Mercedes managed to achieved this with Hamilton backtracking on his comments and saying on social media that the pair had put Monaco behind them and have been “friends for a long time and as friends have had our ups and downs”.
In Hungary when Hamilton found himself battling through the field after an engine fire ended his qualifying as soon as it started – and ahead of pole-sitter Rosberg, who led from pole once again but was caught out by the safety car.

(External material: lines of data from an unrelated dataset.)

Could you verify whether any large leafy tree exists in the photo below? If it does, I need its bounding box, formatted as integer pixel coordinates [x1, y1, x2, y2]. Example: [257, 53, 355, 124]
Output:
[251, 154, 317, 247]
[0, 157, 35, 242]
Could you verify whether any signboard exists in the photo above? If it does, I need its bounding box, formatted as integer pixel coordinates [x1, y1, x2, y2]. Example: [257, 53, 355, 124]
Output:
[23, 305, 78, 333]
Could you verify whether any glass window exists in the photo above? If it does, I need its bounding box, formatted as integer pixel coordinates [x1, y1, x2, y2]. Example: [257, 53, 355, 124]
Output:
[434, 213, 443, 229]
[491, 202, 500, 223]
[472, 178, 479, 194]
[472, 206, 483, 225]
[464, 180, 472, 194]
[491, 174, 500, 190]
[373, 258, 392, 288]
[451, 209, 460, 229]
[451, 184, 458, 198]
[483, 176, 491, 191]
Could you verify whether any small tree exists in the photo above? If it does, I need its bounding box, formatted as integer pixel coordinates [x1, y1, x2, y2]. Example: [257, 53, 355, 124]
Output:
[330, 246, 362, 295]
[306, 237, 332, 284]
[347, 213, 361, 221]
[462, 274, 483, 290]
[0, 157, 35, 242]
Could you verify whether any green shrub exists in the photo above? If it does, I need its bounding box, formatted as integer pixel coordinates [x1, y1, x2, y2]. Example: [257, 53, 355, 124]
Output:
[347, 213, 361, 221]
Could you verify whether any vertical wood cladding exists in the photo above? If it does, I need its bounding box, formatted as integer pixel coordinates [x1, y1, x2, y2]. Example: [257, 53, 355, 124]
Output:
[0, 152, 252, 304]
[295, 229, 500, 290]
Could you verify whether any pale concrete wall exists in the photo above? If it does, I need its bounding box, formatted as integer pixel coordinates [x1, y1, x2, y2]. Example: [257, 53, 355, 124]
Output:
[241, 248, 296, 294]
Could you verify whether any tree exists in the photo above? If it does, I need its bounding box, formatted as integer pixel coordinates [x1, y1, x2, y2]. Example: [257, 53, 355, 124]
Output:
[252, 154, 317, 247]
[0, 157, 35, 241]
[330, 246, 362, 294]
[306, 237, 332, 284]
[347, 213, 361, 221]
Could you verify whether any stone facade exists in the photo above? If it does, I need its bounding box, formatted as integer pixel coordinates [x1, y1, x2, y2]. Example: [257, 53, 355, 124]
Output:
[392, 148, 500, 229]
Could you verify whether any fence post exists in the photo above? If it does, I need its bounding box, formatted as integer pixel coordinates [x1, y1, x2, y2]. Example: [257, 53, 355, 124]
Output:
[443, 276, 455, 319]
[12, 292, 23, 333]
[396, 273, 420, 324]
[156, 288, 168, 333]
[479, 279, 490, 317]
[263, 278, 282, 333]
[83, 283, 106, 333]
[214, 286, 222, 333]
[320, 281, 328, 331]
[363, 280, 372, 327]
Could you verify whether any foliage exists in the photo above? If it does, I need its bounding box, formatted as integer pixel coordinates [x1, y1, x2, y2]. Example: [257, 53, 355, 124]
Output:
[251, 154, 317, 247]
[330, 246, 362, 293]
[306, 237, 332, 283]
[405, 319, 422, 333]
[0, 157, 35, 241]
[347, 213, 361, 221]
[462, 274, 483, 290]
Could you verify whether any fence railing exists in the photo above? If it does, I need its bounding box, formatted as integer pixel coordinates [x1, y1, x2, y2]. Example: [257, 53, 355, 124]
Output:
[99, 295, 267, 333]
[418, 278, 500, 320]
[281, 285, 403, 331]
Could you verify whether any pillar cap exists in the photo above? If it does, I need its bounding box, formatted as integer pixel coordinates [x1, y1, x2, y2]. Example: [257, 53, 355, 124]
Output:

With the Mercedes team knowing their drivers had found themselves battling other drivers for the lead on strategy, the team ordered Hamilton to let Rosberg pass for the sake of the latter, but Hamilton refused and cited giving away any kind of advantage to his championship rival and Rosberg not actually being close enough to effect a pass as the main reasons for not letting him by.
After the summer break, things between Hamilton and Rosberg finally seemed to have boiled over at Spa as Rosberg after being jumped off the line by Hamilton at the race start, clipped his team-mate on the second lap which inflicted a puncture and eventual retirement for Hamilton.
While Rosberg sustained front wing damage and limped home in 2nd behind Ricciardo once more. Significantly, it was the first on-track incident between the two and finally bit the team hard with valuable points lost, this then prompted Wolff and Lauda to intervene in the situation after they both declared it “unacceptable”, with Hamilton publicly saying that Rosberg admitted to touching him on purpose as well as the powers-that-be blaming the German for the coming together afterwards.
But tensions never went beyond those at Spa for the remainder of the season, much to the relief of the Mercedes camp. Both Rosberg and Hamilton were still granted the license to race freely, providing nothing like Spa occurred again but Spa was pivotal to the Drivers championship as Hamilton reigned supreme in all but one of the remaining seven races and five 1-2 finishes that followed and helped Mercedes clinch their first constructors title in Sochi as well as place Hamilton well for his 2nd title.
But in a season that has been testing and challenging the Mercedes team and their management, all you can say is that Mercedes have been the best team on the grid, they have delivered in the W05 a consistent and competitive car that has saw them win their first Drivers and Constructors Championships since Juan Manuel Fangio in 1955 and they are in the best position possible to extend and improve their advantage they currently hold over the field; with one of the strongest, fiery and talented driver line ups on the grid.
Well, I hope you enjoyed looking back at the 2014 season of Formula One. A season full of controversy, rumours, records being beaten and showing once again that Vettel and his dominant display over the past few years where stopped and that Mercedes have taken the mantle and have dominated this season and they show no sign of ending anytime soon I feel.
All Formula One fans are now looking, hoping and praying that with the change in drivers up and down the field, the V6 engines staying for a second season, the double points rule now being dropped (at last) and also in season testing that’s approaching sets up the 2015 season nicely and we see close racing once again next year.
What will happen in 2015? It is anyone’s guess but my money is on Mercedes still dominating the sport; the question is will it be with Hamilton or will it be with Rosberg? Only time will tell.